Well, I put the BFK on the charger for two days, and it dropped from showing 20 seconds to 10 seconds. I don't know if it's the charger, or if the 5M62 is different then your GMT, but something isn't working.

Edit to add: after a few minutes of twirling, it was up to 20 seconds. Then I used my old fashioned toothbrush charger, AKA I put the watch on my right wrist and brushed my teeth. That brought it up to 30 seconds.


----------



## emptor (Nov 17, 2021)

Hi everyone, thanks for all the info on this site!!! I am having a few challenges induction charging my two 5D direct drive kinetics.

Firstly, I tried the two versions of the Braun 4728 charges in all different positions and didn't charge. There was no change in amps from idle on my readings either (using an energy meter from Kasa).

Then I read up about the Phillips HX9100 charger and got one of those. I immediately had some success registering from 0 amps in idle to 1.6a when I put the watches in certain positions.

However, with both watches, no matter what positions I've tried (And I've tried many different positions haha), it continues draining to zero on the reading on the face, even though the amp current drawing is ok (goes from 0 amps to 1.4a to 1.65a depending on position).

Interesting thing is, the watch will keep ticking when at 0 on the face reading, so the induction is providing power to something. But at zero reading on the watch, as soon as I take it off the HX9100, it will stop immediately.

I've even tried charging with the crown pulled out to reduce power draw but doesn't work either.

I believe the 5D and 7D (I have one of these too) have the generating coil between 12 and 2 on the dial. There's also two hour, minute, second coils too.

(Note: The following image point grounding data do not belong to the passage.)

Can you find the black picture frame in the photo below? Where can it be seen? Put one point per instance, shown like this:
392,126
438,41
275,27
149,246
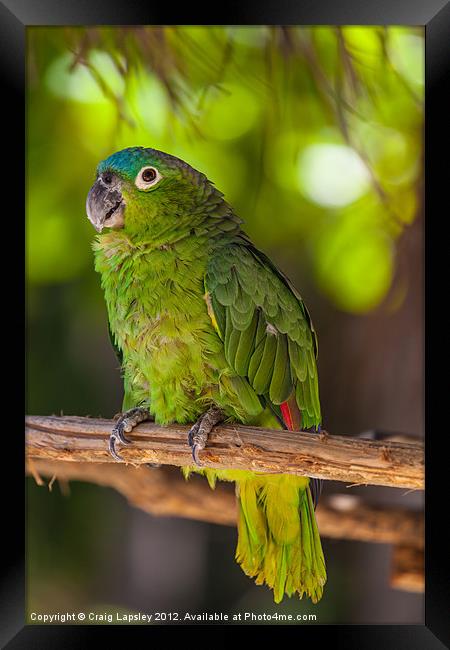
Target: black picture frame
15,17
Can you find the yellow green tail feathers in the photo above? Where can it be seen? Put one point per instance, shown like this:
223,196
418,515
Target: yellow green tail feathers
279,543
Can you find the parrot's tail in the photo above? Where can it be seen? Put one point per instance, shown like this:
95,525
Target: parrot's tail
279,543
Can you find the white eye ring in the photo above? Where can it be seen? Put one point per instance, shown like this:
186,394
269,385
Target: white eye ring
153,177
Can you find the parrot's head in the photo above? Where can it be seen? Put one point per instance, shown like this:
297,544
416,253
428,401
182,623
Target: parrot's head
146,191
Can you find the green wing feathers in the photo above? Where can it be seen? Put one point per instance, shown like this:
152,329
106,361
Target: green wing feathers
268,336
270,344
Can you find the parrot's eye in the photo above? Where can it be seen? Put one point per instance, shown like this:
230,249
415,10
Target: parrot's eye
147,177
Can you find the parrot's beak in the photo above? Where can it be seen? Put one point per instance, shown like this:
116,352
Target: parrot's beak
105,205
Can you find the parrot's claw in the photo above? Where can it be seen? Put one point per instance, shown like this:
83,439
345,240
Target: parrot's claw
198,434
126,423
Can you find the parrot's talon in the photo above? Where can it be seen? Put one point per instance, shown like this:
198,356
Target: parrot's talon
199,432
126,423
195,450
112,448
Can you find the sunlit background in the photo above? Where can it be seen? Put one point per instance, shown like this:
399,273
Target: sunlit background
315,137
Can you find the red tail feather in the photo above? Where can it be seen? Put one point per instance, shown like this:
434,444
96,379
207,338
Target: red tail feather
291,414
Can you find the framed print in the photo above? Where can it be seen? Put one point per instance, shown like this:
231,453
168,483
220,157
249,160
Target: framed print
227,225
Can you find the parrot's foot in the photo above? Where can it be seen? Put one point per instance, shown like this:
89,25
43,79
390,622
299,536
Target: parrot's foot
198,435
126,423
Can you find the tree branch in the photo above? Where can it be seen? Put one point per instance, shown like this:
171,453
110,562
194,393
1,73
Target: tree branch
165,492
337,458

Can they be absorbing the induction?

Many thanks in advance, hope to solve this one.


----------



## jajohn00 (Jul 4, 2019)

Sooo... I see the search continues. LOL
My last post here was about a year ago. Just a few posts up the row.
I read every post in this thread I swear. I bought and built about everything suggested. 
I did have success getting my SUN019 charged with the Phillips silver bowl charger. Works great...when you get it balanced just right. I found nothing that would work on my SUN065, which I love. 
I wish I would have bought the Seiko chargers when you could get them for $250. Now I see them around $600. 
I just today took delivery of a Kinetic rotational winder made in Australia. I bought it on eBay. I have it loaded. It looks promising. I will let you know what I think of it in a few days. If it works as promised I might even consider buying another Kinetic. Maybe.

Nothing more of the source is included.